While the Purcell opinion was not written with the care for which we'd hope, the Court seemed particularly troubled by the fact that the Ninth Circuit issued an injunction without any explanation of it's failure to defer to the district court's factual findings -- especially those relating to the balance of harms and public interest. This aspect would have no relevance, if Judge Marbley were to find that the disruption being caused by the new rules is greater than the disruption that would flow from an injunction. In fact, Purcell's reminder about deference to district judge's factual findings would counsel strongly against appellate reversal of any injunction issued with such findings supporting it.

Moreover, as a reader pointed out to me after this blog post on Purcell, the Arizona ID rules had actually been implemented in the September 12 primary election. It is not hard to see why confusion would result, when a state goes from one ID rule to another, and is then compelled to return to the prior rule under a court order. Whether or not one views such an order as restoring the status quo ante (a question recently debated on the Election Law Listserv), this sequence of events could well prove confusing to election officials, poll workers, and voters alike. By contrast, Ohio's new ID rules have not yet been implemented on a statewide basis. Accordingly, the disruption from an injunction is likely to be less than was involved in Arizona.

The State's TRO brief also points out that the voter ID rules at issue became effective back in June, yet plaintiffs waited until October to bring a challenge. This argument would carry considerable force ... if plaintiffs' claims were based on a facial challenge to the law. While there are parts of the complaint that read as though plaintiffs were challenging the HB 3 on its face, my reading of the complaint and TRO is that the predominant focus is on how the new ID rules are being applied. The inter-county discrepancies upon which plaintiffs principally focus did not arise on the law's effective date, but only when it became apparent that counties were applying these rules in significantly different ways.

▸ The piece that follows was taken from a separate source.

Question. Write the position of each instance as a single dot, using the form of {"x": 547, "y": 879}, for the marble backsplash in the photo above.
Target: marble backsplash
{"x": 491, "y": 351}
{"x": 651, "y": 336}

Another argument made by the State -- one that is in tension with their argument that plaintiffs waited too long to file -- is that the claimed harms are "purely speculative." That is not true, however, if there really are significant inter-county variations in how the ID rules are being applied. In fact, plaintiffs assert that the harms have already begun to take place, given that many Ohioans have now cast absentee ballots that won't be counted under some counties interpretation of the new rules. The harm to voters is not speculative even if, as in Bush v. Gore, it's not possible to identify precisely which voters are subject to having their votes rejected. Although defendant's brief suggests the possibility of post-election litigation solving the problem, it's vastly preferable to clarify the rules in advance of the election, as I've argued here.

The State's brief thus fails to present strong arguments, either on the merits or on the equities, for denying a TRO. The difficult problem is figuring out whether there's some relief that can address plaintiffs' claims while minimizing disruption to the state's election system. Plaintiffs' proposed order doesn't yet appear on the court's electronic filing system, so I can't tell exactly what relief they're seeking. What would appear to make most sense is to return to the status quo ante, by allowing them to cast a ballot without ID, unless they'd be required to do so as a matter of prior (i.e., pre-HB 3) federal or state law.

Assuming that plaintiffs are found to have a strong case on the merits, it will ultimately be for the district court to determine whether it's possible to craft relief that will reduce confusion rather than exacerbating disruption. This will require a delicate sifting of the balance of equities by the district court. The lesson from Purcell should not be that injunctions should always be denied in these circumstances, but rather that appellate courts should generally defer to district courts' discretion in weighing these competing considerations.